4.4 Disgust for Loafing

The foundation for loafing is generally laid during childhood when children are given all the opportunity to associate and play with others. In his nature he disliked this. Thus he would play at home with his sister, rather than play with the neighbourhood boys. The neighbourhood boys would view this as an insult to them and they would run behind him with knives to intimidate him to play with them. For his protection, therefore, a butler would be sent to accompany him to Madrasah.

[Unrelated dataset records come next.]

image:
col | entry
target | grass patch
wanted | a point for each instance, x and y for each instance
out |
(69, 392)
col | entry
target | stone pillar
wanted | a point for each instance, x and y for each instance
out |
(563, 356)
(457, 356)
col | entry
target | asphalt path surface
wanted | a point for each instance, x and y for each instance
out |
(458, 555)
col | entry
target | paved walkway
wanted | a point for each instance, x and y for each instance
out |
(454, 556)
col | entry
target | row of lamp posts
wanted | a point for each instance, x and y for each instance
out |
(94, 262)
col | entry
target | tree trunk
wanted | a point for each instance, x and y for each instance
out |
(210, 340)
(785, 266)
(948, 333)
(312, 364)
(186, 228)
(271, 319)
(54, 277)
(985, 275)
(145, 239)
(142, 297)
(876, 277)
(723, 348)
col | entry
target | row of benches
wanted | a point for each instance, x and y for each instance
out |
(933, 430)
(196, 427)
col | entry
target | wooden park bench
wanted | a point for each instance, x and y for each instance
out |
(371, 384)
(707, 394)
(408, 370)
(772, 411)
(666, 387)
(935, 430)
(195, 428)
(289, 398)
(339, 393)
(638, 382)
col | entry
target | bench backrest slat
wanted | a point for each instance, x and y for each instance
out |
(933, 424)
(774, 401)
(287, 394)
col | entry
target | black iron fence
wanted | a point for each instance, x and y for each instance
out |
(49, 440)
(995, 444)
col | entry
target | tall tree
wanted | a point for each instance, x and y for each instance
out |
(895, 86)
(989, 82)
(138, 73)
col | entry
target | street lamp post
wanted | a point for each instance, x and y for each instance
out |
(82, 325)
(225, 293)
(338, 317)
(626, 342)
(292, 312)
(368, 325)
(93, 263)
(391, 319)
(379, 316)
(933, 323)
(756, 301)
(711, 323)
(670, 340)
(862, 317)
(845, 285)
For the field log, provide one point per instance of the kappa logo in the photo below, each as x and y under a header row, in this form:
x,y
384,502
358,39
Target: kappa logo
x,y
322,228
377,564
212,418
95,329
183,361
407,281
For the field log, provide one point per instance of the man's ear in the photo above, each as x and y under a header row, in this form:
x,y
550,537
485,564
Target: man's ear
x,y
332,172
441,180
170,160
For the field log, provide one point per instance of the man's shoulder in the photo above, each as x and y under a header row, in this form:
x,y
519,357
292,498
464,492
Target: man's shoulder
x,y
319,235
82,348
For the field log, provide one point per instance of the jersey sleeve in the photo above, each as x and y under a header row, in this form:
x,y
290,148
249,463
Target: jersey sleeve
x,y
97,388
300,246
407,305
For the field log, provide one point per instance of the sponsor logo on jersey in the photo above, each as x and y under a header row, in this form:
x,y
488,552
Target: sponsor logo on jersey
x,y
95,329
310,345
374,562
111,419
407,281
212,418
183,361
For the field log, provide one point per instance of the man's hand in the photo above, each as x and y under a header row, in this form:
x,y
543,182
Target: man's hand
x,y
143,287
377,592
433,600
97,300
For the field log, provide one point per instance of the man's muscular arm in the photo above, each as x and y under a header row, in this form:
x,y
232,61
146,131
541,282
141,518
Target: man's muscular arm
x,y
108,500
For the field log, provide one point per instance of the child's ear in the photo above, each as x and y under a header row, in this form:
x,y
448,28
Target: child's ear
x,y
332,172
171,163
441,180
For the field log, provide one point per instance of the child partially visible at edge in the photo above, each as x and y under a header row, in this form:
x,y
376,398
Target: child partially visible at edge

When this did not restrain them [the louts] and they continued with their intimidation, then as a last resort a report was handed in to the local police station. The station commander summoned all the boys and gave them a good hiding with his stick which he was carrying with him coincidentally. The station commander warned: “If in future any of you force him to play with you then I am going to give you such a punishment that you will never forget for the rest of your life.” Thereafter, no one invited him to play with them.

4.5 Love for Namaaz

He would not even play anything futile with his sister at home. For instance, he would gather everyone’s shoes, place one pair in front and make rows with the others behind. Out of joy he would enthusiastically tell the others: “See, the shoes are also reading Namaaz.”